Research in embodied cognition shows that our posture and vocal tone don't just communicate confidence to others — they signal safety to our own nervous systems. When you stand in your ask, your brain starts to believe you deserve an answer.

You do.

N — Negotiate

Not every conversation ends with a perfect yes. And that's okay.

Negotiation isn't about caving. It's about flexibility. It's about holding your need with one hand while reaching toward the other person with the other. Can you meet in the middle? Is there a version of this that honors both of you?

Try this: "If this weekend doesn't work, what if we picked a regular time during the week? I'm open to figuring this out together."

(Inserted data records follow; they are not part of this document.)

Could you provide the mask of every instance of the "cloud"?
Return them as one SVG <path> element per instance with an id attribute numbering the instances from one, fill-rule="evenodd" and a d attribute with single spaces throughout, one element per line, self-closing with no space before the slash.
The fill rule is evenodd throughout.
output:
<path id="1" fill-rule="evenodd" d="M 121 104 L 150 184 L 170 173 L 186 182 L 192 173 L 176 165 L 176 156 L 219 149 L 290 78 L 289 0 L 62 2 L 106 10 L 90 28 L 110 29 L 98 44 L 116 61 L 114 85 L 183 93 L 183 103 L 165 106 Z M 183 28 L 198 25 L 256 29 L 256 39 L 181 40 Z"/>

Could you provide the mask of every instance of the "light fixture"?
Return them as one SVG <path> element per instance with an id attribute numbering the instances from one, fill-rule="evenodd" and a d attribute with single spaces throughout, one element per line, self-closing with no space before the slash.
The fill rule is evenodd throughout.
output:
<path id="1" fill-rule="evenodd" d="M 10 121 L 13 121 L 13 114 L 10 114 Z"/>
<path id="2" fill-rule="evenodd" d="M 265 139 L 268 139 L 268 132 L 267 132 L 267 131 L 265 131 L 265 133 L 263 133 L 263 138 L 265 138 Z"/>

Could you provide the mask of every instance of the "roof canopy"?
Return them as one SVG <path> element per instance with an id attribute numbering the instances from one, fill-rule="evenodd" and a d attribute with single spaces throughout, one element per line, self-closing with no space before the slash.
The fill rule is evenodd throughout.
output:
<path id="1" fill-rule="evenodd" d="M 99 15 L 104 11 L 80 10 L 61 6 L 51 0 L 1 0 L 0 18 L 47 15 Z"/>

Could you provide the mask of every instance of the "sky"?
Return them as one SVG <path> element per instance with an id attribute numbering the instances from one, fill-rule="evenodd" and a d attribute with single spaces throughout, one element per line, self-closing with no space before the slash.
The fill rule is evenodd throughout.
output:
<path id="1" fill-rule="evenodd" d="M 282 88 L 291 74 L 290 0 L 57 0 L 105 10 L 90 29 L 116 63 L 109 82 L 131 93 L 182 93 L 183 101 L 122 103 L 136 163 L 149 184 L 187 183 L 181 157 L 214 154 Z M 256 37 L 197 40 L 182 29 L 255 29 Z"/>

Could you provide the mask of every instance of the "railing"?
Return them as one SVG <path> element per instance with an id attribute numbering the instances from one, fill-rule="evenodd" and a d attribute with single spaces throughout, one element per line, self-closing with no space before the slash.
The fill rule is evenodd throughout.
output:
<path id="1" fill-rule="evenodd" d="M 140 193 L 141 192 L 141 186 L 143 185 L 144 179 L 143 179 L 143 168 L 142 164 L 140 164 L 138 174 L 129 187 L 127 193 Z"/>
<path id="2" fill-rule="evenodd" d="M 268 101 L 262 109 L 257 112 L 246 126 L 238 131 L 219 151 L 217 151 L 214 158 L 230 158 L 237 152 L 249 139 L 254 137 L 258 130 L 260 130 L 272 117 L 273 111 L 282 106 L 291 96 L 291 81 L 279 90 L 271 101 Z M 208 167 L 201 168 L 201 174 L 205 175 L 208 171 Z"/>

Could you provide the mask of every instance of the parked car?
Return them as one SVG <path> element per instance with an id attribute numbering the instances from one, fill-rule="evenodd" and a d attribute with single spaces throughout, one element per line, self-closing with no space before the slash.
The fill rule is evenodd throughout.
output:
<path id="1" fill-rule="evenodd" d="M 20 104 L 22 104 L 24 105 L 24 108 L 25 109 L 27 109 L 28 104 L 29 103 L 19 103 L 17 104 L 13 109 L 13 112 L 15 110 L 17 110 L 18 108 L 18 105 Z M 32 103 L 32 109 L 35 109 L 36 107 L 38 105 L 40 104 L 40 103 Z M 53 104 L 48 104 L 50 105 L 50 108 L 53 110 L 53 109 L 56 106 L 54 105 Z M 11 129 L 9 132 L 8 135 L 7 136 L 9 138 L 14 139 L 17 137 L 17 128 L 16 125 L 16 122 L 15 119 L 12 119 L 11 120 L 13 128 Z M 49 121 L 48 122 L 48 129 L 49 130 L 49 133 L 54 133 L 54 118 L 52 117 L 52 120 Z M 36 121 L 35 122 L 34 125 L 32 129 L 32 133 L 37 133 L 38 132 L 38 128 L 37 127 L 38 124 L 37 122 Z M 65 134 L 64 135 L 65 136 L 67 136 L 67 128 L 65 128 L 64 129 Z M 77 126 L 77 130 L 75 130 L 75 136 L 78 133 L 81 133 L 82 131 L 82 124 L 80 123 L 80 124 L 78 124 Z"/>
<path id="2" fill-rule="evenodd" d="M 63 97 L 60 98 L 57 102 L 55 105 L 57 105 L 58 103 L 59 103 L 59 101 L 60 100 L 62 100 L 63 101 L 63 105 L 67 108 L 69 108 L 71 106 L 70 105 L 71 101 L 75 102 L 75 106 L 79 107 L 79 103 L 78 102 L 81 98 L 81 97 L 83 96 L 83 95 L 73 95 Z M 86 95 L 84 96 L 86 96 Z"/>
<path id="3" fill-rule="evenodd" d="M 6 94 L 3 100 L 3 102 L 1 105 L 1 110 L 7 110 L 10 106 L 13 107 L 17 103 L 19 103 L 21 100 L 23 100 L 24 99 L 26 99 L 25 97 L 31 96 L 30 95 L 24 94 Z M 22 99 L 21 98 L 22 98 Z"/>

The willingness to negotiate communicates something powerful: I care about what I need, and I care about you too. That's not compromise. That's relational maturity.

Person having a calm, confident conversation — DEAR MAN DBT interpersonal effectiveness skill for assertive communication

Why DEAR MAN Matters More Than You Think

Here's what I see in my practice, again and again: people who struggle to ask for what they need aren't lacking in self-awareness. They're often the most attuned people in the room. What they're lacking is permission — the deep, embodied belief that their needs are valid and worth voicing.

DEAR MAN doesn't just give you a script. It gives you a structure for being brave in the moments that matter most. It teaches you that you can be soft and direct at the same time. That clarity is kindness. That asking for what you need isn't selfish — it's the foundation of every relationship that actually works.

Because the truth is, the people who love you don't want you to suffer in silence. They want to know how to show up for you.

But they can't do that if you never let them in.

So the next time you find yourself rehearsing a conversation in your head — editing it, softening it, talking yourself out of it — remember: you have a skill for this. You have a framework. And more importantly, you have the right.

And if you're not quite ready for the conversation yet? That's okay too. Maybe you start with radical acceptance — acknowledging what's real without judgment. Maybe you use distress tolerance to ride the wave until you're grounded enough to speak. These skills aren't a hierarchy. They're a toolkit. And DEAR MAN is ready when you are.

Your needs deserve a voice. And the courage to use it? That's where real intimacy begins.